Заманов внимательно прочел эти крамольные строки, и на его некрасивом лице заиграла какая-то неопределенная улыбка. Вынув карандаш, он написал что-то на свободном месте, под фамилией председателя.
Потом быстро вышел и направился к конаку.
VI.
Женская душа
Как только Стефчов вышел из дома своего тестя, чтобы пойти к бею, Лалка выбежала за ворота.
Дождь, начавшийся после обеда, теперь сеялся как сквозь сито, но не было надежды, что он скоро прекратится, — темные плотные тучи заволокли все небо.
Раскрыв зонтик, Лалка быстро шла по улице. Она была так растеряна и взволнована, что не отвечала на приветствия и даже не почувствовала, что весь ее правый бок, до самого плеча, вымок от косых струй дождя, гонимого ветром. Вскоре она дошла до площади перед мужской церковью; отсюда, через церковный двор, можно было пройти в женский монастырь.
Только тогда Лалка остановилась под каким-то навесом, удивляясь, почему очутилась здесь, почему шла куда-то в сторону от своего дома… Но вот она вспомнила, что пошла спасать Соколова от неминуемой беды. II сама удивилась тому, что так любит его… Она бросилась к нему на помощь, не раздумывая, не зная, что надо делать, влекомая какой-то неведомой силой. Но сейчас она немного отрезвела и в смятении призадумалась, спрашивая себя, как ему помочь. Она понимала, что сделать это трудно. Она знала, что Стефчов в эту минуту советует бею арестовать Соколова, знала и о том, что Соколов сейчас на заседании у дядюшки Мичо. Но как предупредить его об опасности? Самой пойти к Мичо под предлогом визита к его жене и сказать ей все — неудобно, неприлично, почти безумно. Идти в гости, да еще в такой дождь, к Мичовице, женщине малознакомой, муж которой в ссоре с ее отцом, слишком уж унизительно и неприятно. Да и какими глазами будет она смотреть на Мичовицу, как скажет ей, что она, жена Стефчова, живо интересуется судьбой Соколова, молодого, привлекательного, но легкомысленного человека, и, стремясь быть ему полезной, презрела все приличия, все общепринятые нормы поведения… А мужа своего она этим может невольно скомпрометировать, больше того — опозорить, раскрыв его предательство. Конечно, она не назовет его имени, но все равно все догадаются, что это Стефчов выдал людей, которых она идет спасать. И так уже, наверное, многие заметили, что он сегодня пошел в конак.

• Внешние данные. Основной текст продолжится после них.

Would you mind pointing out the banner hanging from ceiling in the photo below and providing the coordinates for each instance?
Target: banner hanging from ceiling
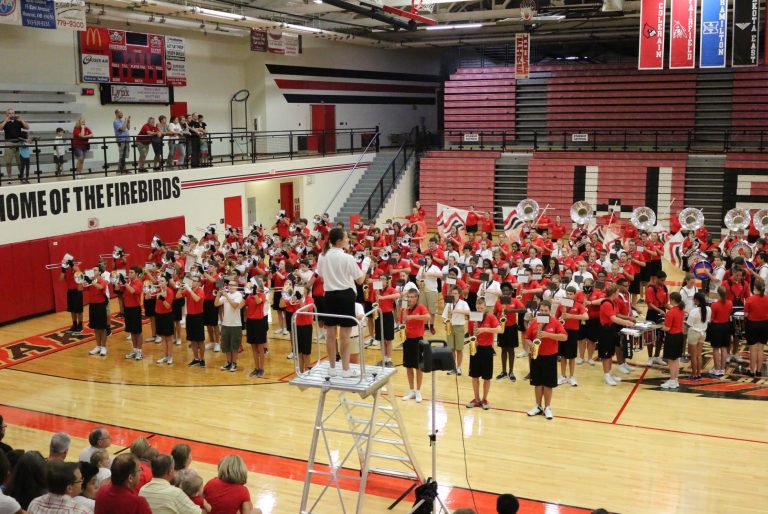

Боже мой, почему он такой плохой человек?.. Все эти мысли с быстротой молнии промелькнули у нее в голове… Нет, страшное это дело, страшное, невозможное…
А дождь шел все сильнее; теперь это был уже настоящий ливень, и Лалка все стояла под навесом, как в западне, бессильная, беспомощная и растерянная. Если бы увидеть знакомого человека и послать его предупредить Соколова! Но в такую погоду все сидят по домам. Дождь лил как из ведра. С неба низвергались потоки воды. Безлюдны были и улицы и площадь, на которой стояла Лалка. Ее охватило отчаяние, и тяжелый вздох вырвался из ее груди. Лалка поняла, как она смешна и несчастна, как трудно ей выступать в роли провидения. Она почувствовала, как опасно ее собственное положение — ведь она здесь одна, под чужим навесом, на улице… тогда как стоит ей сделать двадцать шагов, и она очутится в монастыре, под крылышком своей тетки… Но нет, там ей нечего делать, там она не получит никакой помощи, не туда ведет ее путь!.. Как может она хоть минуту просидеть у монахини, слушая сплетни, когда сердце ее разрывается от скорби и тревога за Соколова сводит ее с ума. Только одно утешало Лалку в ее горе: проливной дождь, который удерживал ее здесь, наверное, задерживал и полицейских в конаке; она была уверена, что Соколов еще не арестован, и надежда в ней еще теплилась.